Восемьсот ног, восемьсот рук, восемьсот глаз — четырехугольная туша бронезавра катится по каменной пустыне площади, готовая и к смерти, и к бессмертной славе.
Прощайте, товарищи! С Богом, ура!
Кипящее море над нами!
Не думали, братцы, мы с вами вчера,
Что нынче уснем под волнами!..
И — тишина.
И — спад.
Ритм начинает выходить из клеток, как газ из лимонада.
В ушах булькает, лицо размякло, голова опустилась, подбородок уткнулся в ворот шинели, штыки дрожат и колыхаются.
Шире шаг! Танки на площади! Шире шаг!
Батальон вливается в проезд между Василием Блаженным и стеной Кремля. Танки идут в затылок на полном газу. С ними не пошутишь. Уже не «шире шаг!» — обыкновенной рысью сводный морской батальон выносится на набережную Москвы-реки…
…Я слушал тамтамы в порту Дакара. В какой-нибудь сотне километров жили еще совсем дикие племена, которые испытывают своих юношей адской болью на экзаменах мужества. И юноши поют при этом и улыбаются: значит, они стали взрослыми людьми — ведь никакой лев и тигр не способны терпеть боль с ухмылкой. На это способен только феномен природы — человек.
Праздничные танцоры здесь приходят в исступление и могут изрубить на куски зрителей. Сирена джипа в джунглях для белого звучит сладостным сигналом спасения и цивилизации. Здесь целые племена не имеют часов, и гул рейсового самолета над саванной служит им кремлевскими курантами и Биг-Беном. Здесь нищий, случайно разбогатев, может заставить родного брата вылизать свои ботинки. Здесь солнце сжигает поля арахиса, и тогда миллионы людей голодают, как голодали их далекие предки, жуют гусениц и траву, умирают в канавах, и гиены разгрызают хрупкие безвитаминные кости. Гиены и вороны здесь питаются энциклопедиями, ибо, когда в Африке умирает старик, с ним исчезает целая библиотека. Накопленная мудрость здесь веками передавалась только через звуки. Потому звук необходим любому ритуалу и стал фетишем.
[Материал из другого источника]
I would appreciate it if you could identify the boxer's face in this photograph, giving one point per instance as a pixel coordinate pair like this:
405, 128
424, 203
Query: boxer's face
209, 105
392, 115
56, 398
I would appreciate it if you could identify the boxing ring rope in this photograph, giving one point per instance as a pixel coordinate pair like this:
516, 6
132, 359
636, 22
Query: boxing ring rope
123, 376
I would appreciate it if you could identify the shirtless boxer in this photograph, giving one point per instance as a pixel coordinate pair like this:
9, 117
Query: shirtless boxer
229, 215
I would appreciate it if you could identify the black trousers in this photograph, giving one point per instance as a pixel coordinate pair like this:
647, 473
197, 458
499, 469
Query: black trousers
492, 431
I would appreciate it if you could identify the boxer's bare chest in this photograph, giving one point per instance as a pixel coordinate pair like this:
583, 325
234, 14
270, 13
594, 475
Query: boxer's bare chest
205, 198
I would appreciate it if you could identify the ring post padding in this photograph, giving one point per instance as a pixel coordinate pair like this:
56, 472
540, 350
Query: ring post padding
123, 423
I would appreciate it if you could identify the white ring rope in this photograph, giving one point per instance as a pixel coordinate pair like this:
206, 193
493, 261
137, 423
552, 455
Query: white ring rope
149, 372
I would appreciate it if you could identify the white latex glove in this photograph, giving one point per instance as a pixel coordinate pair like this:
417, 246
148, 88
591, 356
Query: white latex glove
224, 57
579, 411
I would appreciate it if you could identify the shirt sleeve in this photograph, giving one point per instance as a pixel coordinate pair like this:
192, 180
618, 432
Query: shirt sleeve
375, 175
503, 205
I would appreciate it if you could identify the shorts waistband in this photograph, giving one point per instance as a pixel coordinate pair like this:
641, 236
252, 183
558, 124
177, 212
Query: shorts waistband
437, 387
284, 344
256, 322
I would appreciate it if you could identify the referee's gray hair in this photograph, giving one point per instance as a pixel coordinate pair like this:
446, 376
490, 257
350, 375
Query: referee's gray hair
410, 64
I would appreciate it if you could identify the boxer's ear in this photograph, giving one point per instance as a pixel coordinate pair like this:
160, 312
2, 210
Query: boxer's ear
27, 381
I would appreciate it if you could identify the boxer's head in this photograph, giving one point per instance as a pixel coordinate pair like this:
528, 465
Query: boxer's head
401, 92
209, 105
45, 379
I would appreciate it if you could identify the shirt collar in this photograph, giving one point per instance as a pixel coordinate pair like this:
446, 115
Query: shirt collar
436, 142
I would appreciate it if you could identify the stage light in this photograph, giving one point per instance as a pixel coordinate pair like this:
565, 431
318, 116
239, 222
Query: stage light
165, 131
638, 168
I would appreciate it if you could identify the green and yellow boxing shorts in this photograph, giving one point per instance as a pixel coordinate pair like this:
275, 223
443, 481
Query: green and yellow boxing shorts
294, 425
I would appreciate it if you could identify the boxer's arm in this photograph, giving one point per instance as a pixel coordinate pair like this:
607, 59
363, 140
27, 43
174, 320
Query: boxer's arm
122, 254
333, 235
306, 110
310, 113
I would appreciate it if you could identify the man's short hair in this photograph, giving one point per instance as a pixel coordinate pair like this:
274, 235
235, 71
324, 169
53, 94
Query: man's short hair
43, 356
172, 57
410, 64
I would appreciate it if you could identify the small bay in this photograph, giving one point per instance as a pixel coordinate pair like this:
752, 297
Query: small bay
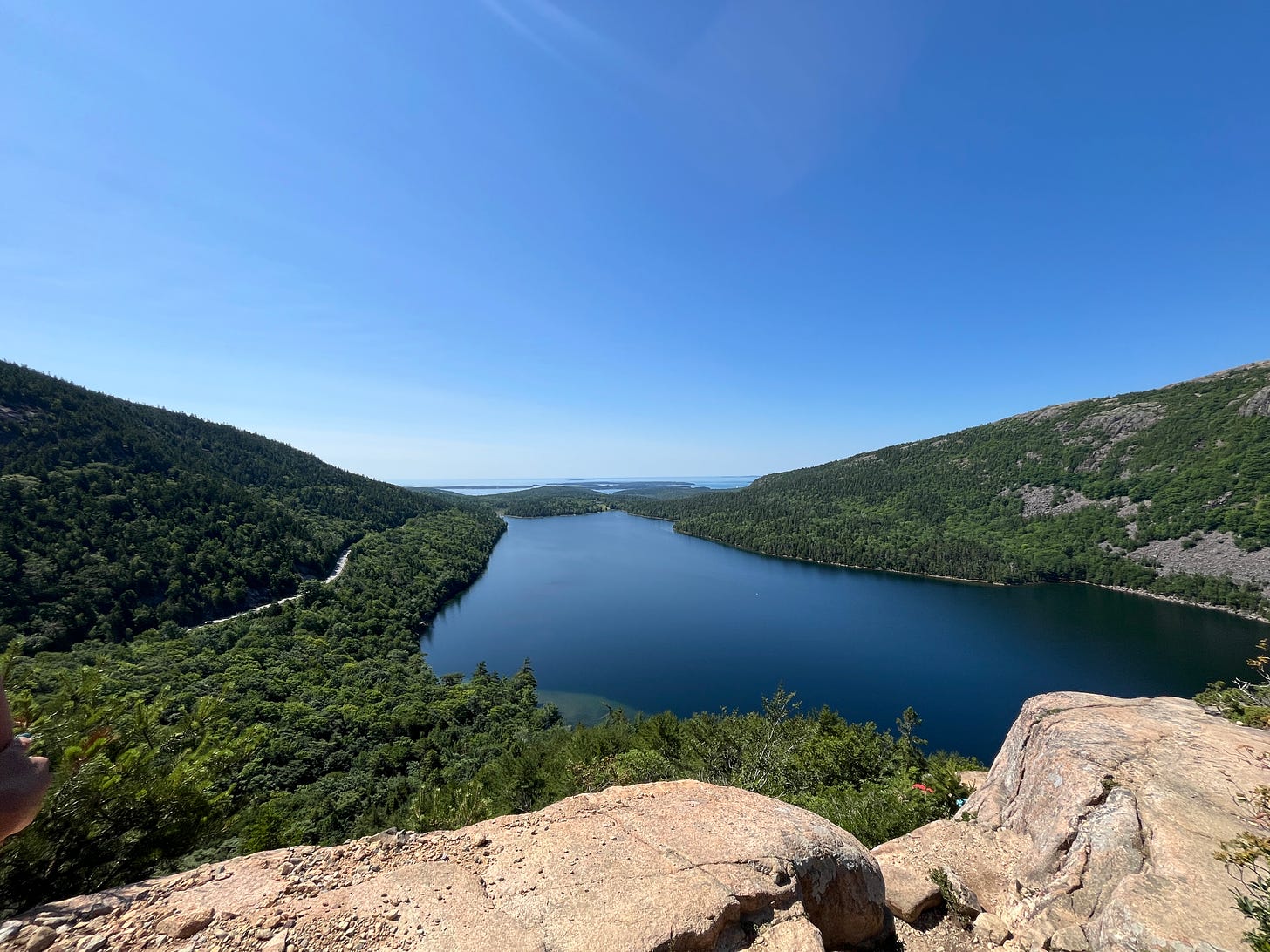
612, 609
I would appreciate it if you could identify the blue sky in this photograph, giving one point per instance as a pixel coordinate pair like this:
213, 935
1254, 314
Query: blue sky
439, 240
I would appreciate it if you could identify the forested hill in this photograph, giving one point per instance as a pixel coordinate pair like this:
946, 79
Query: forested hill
1166, 490
117, 517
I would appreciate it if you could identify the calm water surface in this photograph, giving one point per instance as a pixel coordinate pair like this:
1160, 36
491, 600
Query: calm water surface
618, 609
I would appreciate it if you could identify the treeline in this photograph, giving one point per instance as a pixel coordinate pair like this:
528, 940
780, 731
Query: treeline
306, 723
116, 517
319, 720
954, 506
549, 500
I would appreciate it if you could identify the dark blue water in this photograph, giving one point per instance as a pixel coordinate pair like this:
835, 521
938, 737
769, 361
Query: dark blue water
620, 609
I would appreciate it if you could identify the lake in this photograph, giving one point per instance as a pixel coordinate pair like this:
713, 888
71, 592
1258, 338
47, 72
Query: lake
613, 609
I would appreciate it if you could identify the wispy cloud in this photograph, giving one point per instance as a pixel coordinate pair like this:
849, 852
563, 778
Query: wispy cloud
571, 42
520, 27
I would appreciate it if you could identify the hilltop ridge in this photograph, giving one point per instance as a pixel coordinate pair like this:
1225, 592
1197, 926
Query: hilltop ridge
1164, 492
119, 517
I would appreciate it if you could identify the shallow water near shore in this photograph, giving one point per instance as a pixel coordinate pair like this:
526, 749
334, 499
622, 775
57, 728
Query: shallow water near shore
630, 612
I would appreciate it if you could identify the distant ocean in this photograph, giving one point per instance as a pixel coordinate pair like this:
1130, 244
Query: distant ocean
483, 486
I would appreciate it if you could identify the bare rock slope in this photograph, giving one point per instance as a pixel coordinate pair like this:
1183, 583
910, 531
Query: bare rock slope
677, 866
1096, 828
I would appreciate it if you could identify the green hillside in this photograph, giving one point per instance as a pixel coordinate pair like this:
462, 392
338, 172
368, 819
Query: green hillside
1164, 490
117, 517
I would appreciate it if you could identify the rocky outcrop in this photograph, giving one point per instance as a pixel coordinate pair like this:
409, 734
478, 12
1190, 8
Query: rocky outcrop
1258, 404
1095, 829
679, 866
1096, 826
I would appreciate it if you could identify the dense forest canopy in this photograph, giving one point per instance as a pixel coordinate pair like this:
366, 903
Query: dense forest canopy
1077, 492
315, 720
117, 517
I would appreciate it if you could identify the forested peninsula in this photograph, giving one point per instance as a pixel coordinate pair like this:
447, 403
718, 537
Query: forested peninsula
174, 742
1164, 492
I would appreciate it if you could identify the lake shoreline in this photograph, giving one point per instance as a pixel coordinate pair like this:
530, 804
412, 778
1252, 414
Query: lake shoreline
1123, 589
Тамтам — дитя фетиша. Тамтам будит в человеке прошлое.
Это я узнал на своей шкуре.
Мелькнувшая мысль, а может, и приказ: «Надо снова пережить детство, юность, возмужалость. Надо начать все с азбуки, с барабана на площадях моего сознания» — были не только измышлены, но прочувствованы.
Утром послали на теплоход «Литва» за 10 кг манной, 20 кг гречи и 30 кг пшена. Вернее, сам вызвался.
Я люблю болтаться на шлюпках и вельботах. Люблю воду близко. Люблю, когда она бесится и вертится между бортом шлюпки и судном. Даже на мнимое утеснение вода отвечает хуками, апперкотами, свингами и ударами под дых. Своенравное существо вода. Однако если ее совсем не утеснять, а просто скользить по волнам, чесать их спины винтом или веслом, она только мурлыкает.